071 – Introduction to R-Instat – IDEMS International Community Interest Company (CIC)

The IDEMS Podcast

071 – Introduction to R-Instat

00:00 / 24:25

Description

R-Instat is a free open-source statistics package. In this episode, Lily and David introduce R-Instat and discuss the motivations for creating it, based upon the need for a user-friendly, comprehensive tool for low-resource environments that can handle multilevel data efficiently. They consider its broader implications for data literacy and statistical education, emphasising the ongoing ambition to make complex analyses more accessible and intuitive.

For more information, see r-instat.org.

Transcript

[00:00:00] Lily: Hello and welcome to the IDEMS podcast. I’m Lily Clements, a data scientist, and I’m with David Stern, a founding director of IDEMS.

Hi David.

[00:00:14] David: Hi Lily. We’re discussing R-Instat today.

[00:00:17] Lily: R-Instat! So R-Instat is this free open source statistics package that predates IDEMS. You started working on it nearly 10 years ago, which I cannot believe it’s been that long. And I joined a year after that in 2017.

[00:00:32] David: 2016 I think we joined.

[00:00:34] Lily: It was 2016, you’re right. Yeah, time goes fast.

[00:00:37] David: Time flies, yeah.

[00:00:38] Lily: Of course.

But it’s this front end to R and it’s a statistics package, so I guess it would be useful, I guess, to outline initially why do we need another statistics package and why do we need that front end to R? There’s a lot out there already.

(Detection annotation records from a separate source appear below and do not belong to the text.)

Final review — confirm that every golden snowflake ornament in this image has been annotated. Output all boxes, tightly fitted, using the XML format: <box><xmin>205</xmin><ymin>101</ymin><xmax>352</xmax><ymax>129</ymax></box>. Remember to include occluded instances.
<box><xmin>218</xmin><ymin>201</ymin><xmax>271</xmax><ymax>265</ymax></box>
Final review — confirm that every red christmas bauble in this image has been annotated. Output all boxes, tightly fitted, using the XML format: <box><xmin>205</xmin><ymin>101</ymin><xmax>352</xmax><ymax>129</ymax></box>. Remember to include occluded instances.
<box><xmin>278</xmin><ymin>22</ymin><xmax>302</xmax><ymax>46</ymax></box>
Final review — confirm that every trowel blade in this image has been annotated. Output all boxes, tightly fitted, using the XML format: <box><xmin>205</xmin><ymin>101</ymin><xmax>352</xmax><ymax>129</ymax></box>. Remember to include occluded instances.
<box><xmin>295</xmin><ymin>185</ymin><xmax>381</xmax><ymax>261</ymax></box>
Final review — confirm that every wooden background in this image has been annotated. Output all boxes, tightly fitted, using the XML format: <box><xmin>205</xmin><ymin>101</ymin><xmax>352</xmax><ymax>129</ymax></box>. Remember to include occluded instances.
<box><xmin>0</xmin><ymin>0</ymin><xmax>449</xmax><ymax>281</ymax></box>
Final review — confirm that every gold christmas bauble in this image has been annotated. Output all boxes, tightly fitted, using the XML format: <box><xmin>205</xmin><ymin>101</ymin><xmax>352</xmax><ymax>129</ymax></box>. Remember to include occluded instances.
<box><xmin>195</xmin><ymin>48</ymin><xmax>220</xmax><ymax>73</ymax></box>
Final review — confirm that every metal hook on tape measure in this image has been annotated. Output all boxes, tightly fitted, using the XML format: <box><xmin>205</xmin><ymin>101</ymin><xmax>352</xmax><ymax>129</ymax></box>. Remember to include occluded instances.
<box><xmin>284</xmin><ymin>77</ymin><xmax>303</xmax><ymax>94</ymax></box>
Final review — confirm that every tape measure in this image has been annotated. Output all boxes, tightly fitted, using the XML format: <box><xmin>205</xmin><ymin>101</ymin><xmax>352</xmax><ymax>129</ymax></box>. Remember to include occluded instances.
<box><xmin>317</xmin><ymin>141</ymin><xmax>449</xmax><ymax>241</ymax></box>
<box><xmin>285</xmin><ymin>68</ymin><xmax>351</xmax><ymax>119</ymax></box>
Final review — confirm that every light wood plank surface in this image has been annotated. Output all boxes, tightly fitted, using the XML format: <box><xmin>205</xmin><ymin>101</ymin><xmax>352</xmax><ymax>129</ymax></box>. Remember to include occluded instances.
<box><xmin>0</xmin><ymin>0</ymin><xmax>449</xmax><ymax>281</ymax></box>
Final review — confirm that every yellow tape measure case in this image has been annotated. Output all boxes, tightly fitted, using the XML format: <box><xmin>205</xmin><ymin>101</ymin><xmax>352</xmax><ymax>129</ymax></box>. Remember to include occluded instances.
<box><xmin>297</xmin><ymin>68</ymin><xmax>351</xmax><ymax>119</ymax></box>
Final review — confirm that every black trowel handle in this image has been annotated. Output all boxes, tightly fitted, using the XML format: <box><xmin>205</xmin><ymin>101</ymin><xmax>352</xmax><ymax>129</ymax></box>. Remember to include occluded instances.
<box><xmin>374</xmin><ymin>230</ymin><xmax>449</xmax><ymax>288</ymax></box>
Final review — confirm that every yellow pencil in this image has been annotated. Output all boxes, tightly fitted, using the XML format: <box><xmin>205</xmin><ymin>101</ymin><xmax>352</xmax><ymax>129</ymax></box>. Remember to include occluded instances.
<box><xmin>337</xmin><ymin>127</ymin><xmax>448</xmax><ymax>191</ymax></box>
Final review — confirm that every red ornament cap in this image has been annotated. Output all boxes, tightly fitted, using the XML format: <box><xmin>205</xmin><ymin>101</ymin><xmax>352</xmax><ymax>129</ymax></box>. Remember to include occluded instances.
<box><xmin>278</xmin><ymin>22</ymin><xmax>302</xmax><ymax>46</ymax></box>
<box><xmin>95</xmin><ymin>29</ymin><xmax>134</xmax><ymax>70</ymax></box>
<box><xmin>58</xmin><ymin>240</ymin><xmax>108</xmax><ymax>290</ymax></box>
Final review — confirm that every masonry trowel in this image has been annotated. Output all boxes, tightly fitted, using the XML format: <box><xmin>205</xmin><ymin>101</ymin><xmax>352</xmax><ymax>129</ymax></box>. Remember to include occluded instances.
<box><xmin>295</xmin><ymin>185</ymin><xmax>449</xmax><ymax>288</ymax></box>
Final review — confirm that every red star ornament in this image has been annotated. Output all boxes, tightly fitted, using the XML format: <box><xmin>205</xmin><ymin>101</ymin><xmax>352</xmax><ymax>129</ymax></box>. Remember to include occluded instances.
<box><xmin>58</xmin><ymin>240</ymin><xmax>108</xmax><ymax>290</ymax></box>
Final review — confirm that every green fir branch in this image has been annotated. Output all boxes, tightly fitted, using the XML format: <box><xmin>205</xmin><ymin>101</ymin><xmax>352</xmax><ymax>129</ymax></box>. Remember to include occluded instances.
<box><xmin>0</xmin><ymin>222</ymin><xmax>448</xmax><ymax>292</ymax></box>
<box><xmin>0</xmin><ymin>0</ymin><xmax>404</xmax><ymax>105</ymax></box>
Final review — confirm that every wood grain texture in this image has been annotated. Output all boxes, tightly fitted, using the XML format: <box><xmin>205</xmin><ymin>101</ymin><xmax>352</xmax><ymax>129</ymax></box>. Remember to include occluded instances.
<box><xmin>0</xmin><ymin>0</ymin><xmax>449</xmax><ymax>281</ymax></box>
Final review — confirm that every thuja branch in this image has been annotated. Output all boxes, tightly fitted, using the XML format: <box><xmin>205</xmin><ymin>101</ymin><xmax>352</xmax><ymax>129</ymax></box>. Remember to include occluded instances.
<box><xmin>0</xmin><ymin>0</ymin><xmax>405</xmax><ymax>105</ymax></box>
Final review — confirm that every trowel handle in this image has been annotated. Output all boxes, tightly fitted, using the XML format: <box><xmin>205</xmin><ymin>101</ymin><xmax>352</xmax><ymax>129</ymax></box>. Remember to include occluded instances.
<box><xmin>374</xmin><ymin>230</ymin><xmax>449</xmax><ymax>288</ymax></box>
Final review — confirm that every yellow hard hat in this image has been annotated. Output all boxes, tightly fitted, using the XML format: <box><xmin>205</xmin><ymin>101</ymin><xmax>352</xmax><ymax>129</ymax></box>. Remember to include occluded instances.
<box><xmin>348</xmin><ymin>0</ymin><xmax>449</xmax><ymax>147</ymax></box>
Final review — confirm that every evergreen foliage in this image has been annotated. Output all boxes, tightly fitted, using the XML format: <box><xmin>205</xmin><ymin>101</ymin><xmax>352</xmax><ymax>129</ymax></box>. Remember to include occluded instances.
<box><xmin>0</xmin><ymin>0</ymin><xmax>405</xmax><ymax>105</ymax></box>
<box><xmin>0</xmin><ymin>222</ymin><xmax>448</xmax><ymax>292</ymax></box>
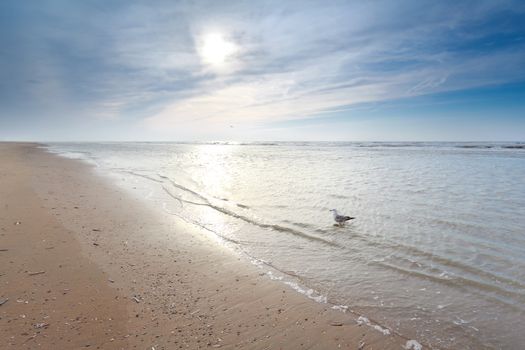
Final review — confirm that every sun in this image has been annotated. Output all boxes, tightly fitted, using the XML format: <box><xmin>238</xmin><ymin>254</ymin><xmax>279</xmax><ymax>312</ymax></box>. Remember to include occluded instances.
<box><xmin>200</xmin><ymin>33</ymin><xmax>237</xmax><ymax>66</ymax></box>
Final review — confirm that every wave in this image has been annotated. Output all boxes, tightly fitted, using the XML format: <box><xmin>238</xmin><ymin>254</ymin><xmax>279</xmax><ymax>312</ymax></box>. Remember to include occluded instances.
<box><xmin>122</xmin><ymin>171</ymin><xmax>341</xmax><ymax>248</ymax></box>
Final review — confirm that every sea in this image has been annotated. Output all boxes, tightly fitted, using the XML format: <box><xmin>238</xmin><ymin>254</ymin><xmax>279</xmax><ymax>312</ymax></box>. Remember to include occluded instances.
<box><xmin>46</xmin><ymin>142</ymin><xmax>525</xmax><ymax>349</ymax></box>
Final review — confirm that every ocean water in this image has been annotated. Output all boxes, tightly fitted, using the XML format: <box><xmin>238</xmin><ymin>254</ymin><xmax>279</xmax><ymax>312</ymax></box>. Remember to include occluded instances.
<box><xmin>48</xmin><ymin>142</ymin><xmax>525</xmax><ymax>349</ymax></box>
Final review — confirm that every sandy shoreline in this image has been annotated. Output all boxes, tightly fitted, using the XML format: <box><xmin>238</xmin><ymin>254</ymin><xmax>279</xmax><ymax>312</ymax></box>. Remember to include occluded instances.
<box><xmin>0</xmin><ymin>143</ymin><xmax>407</xmax><ymax>350</ymax></box>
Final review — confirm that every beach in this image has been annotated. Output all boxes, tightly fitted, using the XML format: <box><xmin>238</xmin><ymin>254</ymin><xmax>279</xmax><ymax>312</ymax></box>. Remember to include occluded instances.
<box><xmin>0</xmin><ymin>143</ymin><xmax>408</xmax><ymax>350</ymax></box>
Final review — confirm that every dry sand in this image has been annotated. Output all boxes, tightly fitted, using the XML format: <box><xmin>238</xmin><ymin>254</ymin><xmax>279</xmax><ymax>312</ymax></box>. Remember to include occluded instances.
<box><xmin>0</xmin><ymin>143</ymin><xmax>414</xmax><ymax>350</ymax></box>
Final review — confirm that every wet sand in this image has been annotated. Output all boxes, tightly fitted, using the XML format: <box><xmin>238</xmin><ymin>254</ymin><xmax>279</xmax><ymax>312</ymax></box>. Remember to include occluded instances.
<box><xmin>0</xmin><ymin>143</ymin><xmax>408</xmax><ymax>350</ymax></box>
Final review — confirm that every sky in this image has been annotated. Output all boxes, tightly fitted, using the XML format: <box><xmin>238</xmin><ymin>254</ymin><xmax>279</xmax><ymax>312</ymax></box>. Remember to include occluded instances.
<box><xmin>0</xmin><ymin>0</ymin><xmax>525</xmax><ymax>141</ymax></box>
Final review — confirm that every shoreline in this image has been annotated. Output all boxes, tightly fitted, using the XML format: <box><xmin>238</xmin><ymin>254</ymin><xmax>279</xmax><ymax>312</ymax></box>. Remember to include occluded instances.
<box><xmin>0</xmin><ymin>143</ymin><xmax>415</xmax><ymax>350</ymax></box>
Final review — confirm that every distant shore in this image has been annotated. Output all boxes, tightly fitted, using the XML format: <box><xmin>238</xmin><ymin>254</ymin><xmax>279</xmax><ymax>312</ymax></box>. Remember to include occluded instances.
<box><xmin>0</xmin><ymin>143</ymin><xmax>413</xmax><ymax>350</ymax></box>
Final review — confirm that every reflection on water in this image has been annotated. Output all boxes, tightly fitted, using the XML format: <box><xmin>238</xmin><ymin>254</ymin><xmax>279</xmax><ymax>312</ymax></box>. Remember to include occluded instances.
<box><xmin>47</xmin><ymin>143</ymin><xmax>525</xmax><ymax>349</ymax></box>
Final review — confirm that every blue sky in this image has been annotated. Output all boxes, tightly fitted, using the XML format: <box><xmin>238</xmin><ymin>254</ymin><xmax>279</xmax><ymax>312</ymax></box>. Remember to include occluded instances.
<box><xmin>0</xmin><ymin>0</ymin><xmax>525</xmax><ymax>141</ymax></box>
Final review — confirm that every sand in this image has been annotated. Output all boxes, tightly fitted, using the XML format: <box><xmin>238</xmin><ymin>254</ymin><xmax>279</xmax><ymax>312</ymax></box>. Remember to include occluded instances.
<box><xmin>0</xmin><ymin>143</ymin><xmax>408</xmax><ymax>350</ymax></box>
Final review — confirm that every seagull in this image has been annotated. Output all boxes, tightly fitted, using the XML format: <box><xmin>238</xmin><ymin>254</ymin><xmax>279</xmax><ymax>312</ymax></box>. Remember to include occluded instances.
<box><xmin>330</xmin><ymin>209</ymin><xmax>355</xmax><ymax>226</ymax></box>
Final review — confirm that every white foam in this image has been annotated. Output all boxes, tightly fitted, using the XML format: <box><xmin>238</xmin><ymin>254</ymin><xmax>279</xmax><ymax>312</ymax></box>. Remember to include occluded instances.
<box><xmin>357</xmin><ymin>316</ymin><xmax>390</xmax><ymax>335</ymax></box>
<box><xmin>404</xmin><ymin>339</ymin><xmax>423</xmax><ymax>350</ymax></box>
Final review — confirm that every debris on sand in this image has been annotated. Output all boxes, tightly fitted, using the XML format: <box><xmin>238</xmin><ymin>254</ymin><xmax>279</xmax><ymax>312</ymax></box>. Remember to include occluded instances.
<box><xmin>28</xmin><ymin>271</ymin><xmax>46</xmax><ymax>276</ymax></box>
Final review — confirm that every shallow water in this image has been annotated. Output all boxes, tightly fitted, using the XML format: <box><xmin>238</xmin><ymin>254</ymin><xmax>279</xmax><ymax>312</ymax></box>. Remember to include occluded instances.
<box><xmin>49</xmin><ymin>143</ymin><xmax>525</xmax><ymax>349</ymax></box>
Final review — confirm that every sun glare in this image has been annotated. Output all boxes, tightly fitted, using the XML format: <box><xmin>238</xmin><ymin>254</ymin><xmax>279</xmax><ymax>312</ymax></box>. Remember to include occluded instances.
<box><xmin>200</xmin><ymin>33</ymin><xmax>237</xmax><ymax>66</ymax></box>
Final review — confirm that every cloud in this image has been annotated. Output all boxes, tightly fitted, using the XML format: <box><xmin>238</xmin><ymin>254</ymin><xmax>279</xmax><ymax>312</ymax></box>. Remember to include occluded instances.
<box><xmin>0</xmin><ymin>1</ymin><xmax>525</xmax><ymax>139</ymax></box>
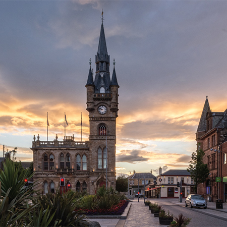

[00:00:53] David: Absolutely. Before R-Instat came about we didn’t believe another one was needed. In fact, I would go to trainings and people would say, which statistics package are you using? I’d say, there’s loads out there, there’s loads out there.

And it was actually at one of those trainings that we went through and we looked at all of them with a group who we were supporting and we found that none of them were fit for purpose for them. You know, you have the commercial ones and many of the commercial ones we thought were very good and they could have been fit for purpose, but they couldn’t afford them.

And the open ones for all sorts of different reasons, none of them actually matched their needs. Some of them were just too complex. They were assuming you would learn more than you might want to be able to do and keep track of things in ways which weren’t appropriate to the sort of relatively low skilled audience we were trying to serve. And others were too niche, they were just doing some things, but you quickly fell off the end. And there wasn’t that comprehensive stats package which we felt we could recommend, this is what was needed.

And so, inspired by a colleague in Kenya, James Keleli Musyoka, we said, okay, we’ll try and get this built. We’ll try and get it built in Africa for you and other universities and these audiences, including the climatic audience that we were serving.

What was interesting, of course, is quite quickly we found out that there was a whole nother reason a new front end was needed, and that’s that actually when we looked at the best of what was available, including the commercial ones, for inspiration, we found that they weren’t using all the things that could be used right now. And there were advances which had happened particularly in relation to multilevel data, and thinking about sort of how you could analyse data on a database, rather than just a single rectangle of data.

[00:03:00] Lily: So let’s just go back a step, so what do you mean by multilevel data?

[00:03:04] David: If you have any data, real world data, right now, it is on multiple levels. If you have data, let’s say you do a survey, and you go and you talk to a lot of people in different places, you go to the household and you interview people, and within the household you have data on the individuals.

[00:03:25] Lily: Yeah.

[00:03:25] David: You have data at the household level. You have data probably at the village level. You might have data at the county level, and if it’s a multi-country data, you might have data at the country level and so on. And so you almost always have data at multiple levels. Many of these big surveys which are open and accessible, you end up having at least six levels of data just in that sort of standard way of thinking about it.

[00:03:50] Lily: Sure, and so when you’re using this data you can then analyse it at these different…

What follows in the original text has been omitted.